In hrvg/RiverML: Machine Learning for River Science

knitr::opts_chunk$set(
  collapse = TRUE,
  comment = "#>"
)

Purpose

This vignette documents the workflow to create the training dataset which is extracted from the target dataset at selected labelled locations. Alternatively, if there is no need for a target dataset, for example, when prototype which spatial resolution to use for predictions, the workflow described for making the target dataset is wholly valid for creating a training dataset only.

Libraries

library(RiverML)
library(magrittr)

Loading target data

Here we use the example of the South Fork Eel (SFE) river catchment (California, USA) and load the target streamlines for this region.

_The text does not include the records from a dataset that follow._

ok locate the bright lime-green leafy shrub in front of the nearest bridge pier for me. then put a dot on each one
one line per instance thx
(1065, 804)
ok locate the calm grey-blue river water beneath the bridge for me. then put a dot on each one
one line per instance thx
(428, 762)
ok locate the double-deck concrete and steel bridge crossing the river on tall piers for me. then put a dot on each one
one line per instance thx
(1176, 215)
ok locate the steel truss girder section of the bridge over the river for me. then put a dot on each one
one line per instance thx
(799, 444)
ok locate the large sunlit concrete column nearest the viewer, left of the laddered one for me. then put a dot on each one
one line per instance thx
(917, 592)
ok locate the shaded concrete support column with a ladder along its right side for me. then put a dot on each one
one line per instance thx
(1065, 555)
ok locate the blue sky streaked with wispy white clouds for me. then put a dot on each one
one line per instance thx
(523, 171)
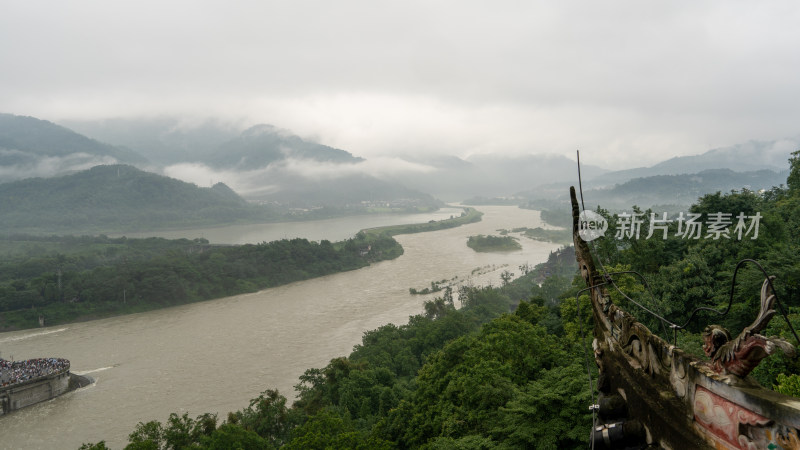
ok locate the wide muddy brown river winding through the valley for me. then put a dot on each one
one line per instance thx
(215, 356)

Notice that using as.df = FALSE, get_target_points() now returns a SpatialPointsDataFrame which is projected on latitude/longitude.

region <- "SFE"
target_streamlines <- target_streamlines_SFE
target_points <- get_target_points(target_streamlines, as.df = FALSE)
target_points

SFE_all_data_df is included in the package and contains the target data for the SFE region.

target_data_df <- SFE_all_data_df
dim(target_data_df)

head(target_data_df) %>% 
    knitr::kable(digits = 3, format = "html", caption = "SFE target data") %>% 
    kableExtra::kable_styling(bootstrap_options = c("hover", "condensed")) %>% 
    kableExtra::scroll_box(width = "7in", height = "5in")

Loading labelled locations

We now use get_input_data() to load and sort an input .csv file and convert the information herein as a SpatialPoints object with get_points_from_input_data().

input_dir <- system.file("extdata/input_data", package = "RiverML")
fname <- paste0(region,"_input.csv")
input_data <- get_input_data(file.path(input_dir, fname))
head(input_data)
labelled_points <- get_points_from_input_data(input_data)
labelled_points

Snapping labelled locations to target locations

Using snap_points_to_points() we extract the indices of target_points corresponding to the minimum distances between the labelled_points and the target_points.

snap <- snap_points_to_points(labelled_points, target_points)
length(snap)
head(snap)

From the snap indices, we can easily retrieve the training data, the corresponding groups and save.

training_data_df <- target_data_df[snap, ]
groups <- input_data$ward.grp
# write.csv(training_data_df, # saving 
#   file = file.path(out_dir, paste0(region,'_data_df.csv')), 
#   row.names = FALSE)
# write.csv(groups, # saving
#   file = file.path(out_dir, paste0(region,'_groups.csv')), 
#   row.names = FALSE)